调用分类的+load方法与调用类的+load方法类似,也是通过函数指针直接指向函数,拿到函数地址,找到函数直接调用。如下所示:

/***********************************************************************
* call_category_loads
* Call some pending category +load methods.
* The parent class of the +load-implementing categories has all of 
*   its categories attached, in case some are lazily waiting for +initalize.
* Don't call +load unless the parent class is connected.
* If new categories become loadable, +load is NOT called, and they 
*   are added to the end of the loadable list, and we return TRUE.
* Return FALSE if no new categories became loadable.
*
* Called only by call_load_methods().
**********************************************************************/
static bool call_category_loads(void)
{
    int i, shift;
    bool new_categories_added = NO;
    
    // Detach current loadable list.
    struct loadable_category *cats = loadable_categories;
    int used = loadable_categories_used;
    int allocated = loadable_categories_allocated;
    loadable_categories = nil;
    loadable_categories_allocated = 0;
    loadable_categories_used = 0;

    // Call all +loads for the detached list.
    for (i = 0; i < used; i++) {
        Category cat = cats[i].cat;
        // 获取分类的load方法地址
        load_method_t load_method = (load_method_t)cats[i].method;
        Class cls;
        if (!cat) continue;

        cls = _category_getClass(cat);
        if (cls  &&  cls->isLoadable()) {
            if (PrintLoading) {
                _objc_inform("LOAD: +[%s(%s) load]\n", 
                             cls->nameForLogging(), 
                             _category_getName(cat));
            }
            // 调用分类的load方法
            (*load_method)(cls, @selector(load));
            cats[i].cat = nil;
        }
    }

		// 省略...
}

loadable_classloadable_category结构体如下:

struct loadable_class {
    Class cls;  // may be nil
    IMP method; // 函数实现地址,指向类的load方法。
};

struct loadable_category {
    Category cat;  // may be nil
    IMP method; // 函数实现地址,指向分类的load方法
};

Runtime的消息机制需要通过isa指针查找类对象、元类对象,进一步在方法列表中查找方法。+load方法的调用不是通过消息机制进行的,而是直接找到函数指针,拿到函数地址,直接调用函数。因此,类、分类同时实现了+load方法时,都会被调用。但如果使用[Person load]方式调用+load方法,则会使用消息机制进行调用。此时,分类的+load方法会被优先调用。
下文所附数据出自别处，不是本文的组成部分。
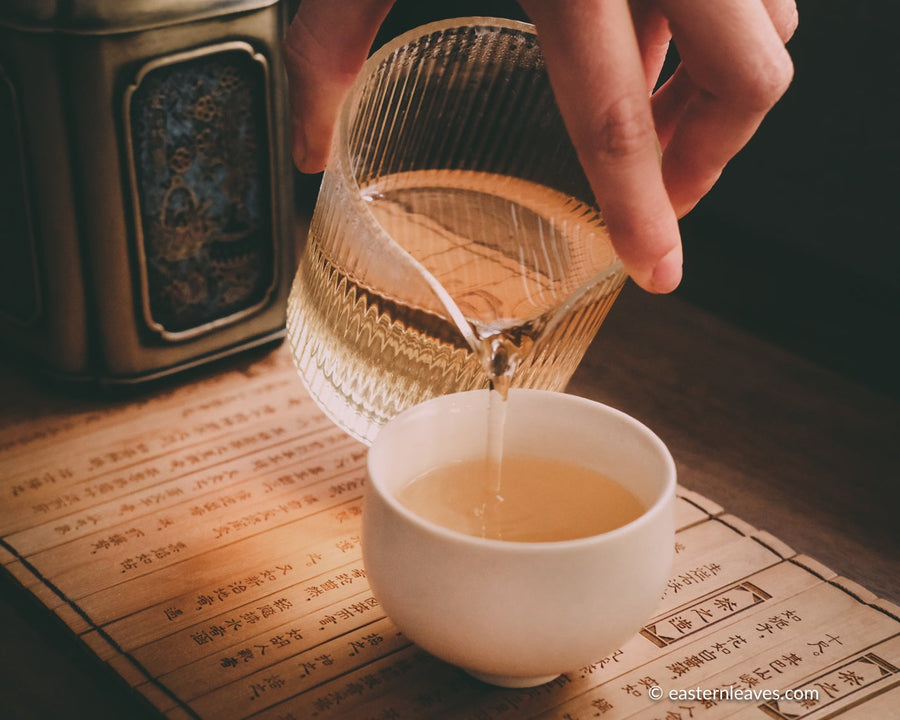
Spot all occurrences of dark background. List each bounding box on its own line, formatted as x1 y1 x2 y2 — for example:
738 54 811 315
295 0 900 400
3 3 897 719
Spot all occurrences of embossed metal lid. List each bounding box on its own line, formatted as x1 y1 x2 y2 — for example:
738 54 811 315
0 0 280 33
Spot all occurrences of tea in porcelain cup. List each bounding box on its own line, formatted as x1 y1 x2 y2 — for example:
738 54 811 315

通过源码的call_class_loads()call_category_loads()函数,可以看到调用类、分类+load方法时,都是通过for循环loadable_classesloadable_categories数组进行的。因此,知道数组的顺序,就可以知道方法调用顺序。

load_images()函数在调用call_load_methods()函数前调用了prepare_load_methods()方法。prepare_load_methods()方法会把类、分类添加到相应数组:

void prepare_load_methods(const headerType *mhdr)
{
    size_t count, i;

    runtimeLock.assertLocked();

    classref_t const *classlist = 
        _getObjc2NonlazyClassList(mhdr, &count);
    for (i = 0; i < count; i++) {
        // 将类、未加载的父类添加到loadable_classes数组。
        schedule_class_load(remapClass(classlist[i]));
    }

    category_t * const *categorylist = _getObjc2NonlazyCategoryList(mhdr, &count);
    for (i = 0; i < count; i++) {
        category_t *cat = categorylist[i];
        Class cls = remapClass(cat->cls);
        if (!cls) continue;  // category for ignored weak-linked class
        if (cls->isSwiftStable()) {
            _objc_fatal("Swift class extensions and categories on Swift "
                        "classes are not allowed to have +load methods");
        }
        realizeClassWithoutSwift(cls, nil);
        ASSERT(cls->ISA()->isRealized());
        // 将分类添加到loadable_categories数组
        add_category_to_loadable_list(cat);
    }
}

schedule_class_load()会递归调用,确保先将未加载的父类添加到loadable_classes数组。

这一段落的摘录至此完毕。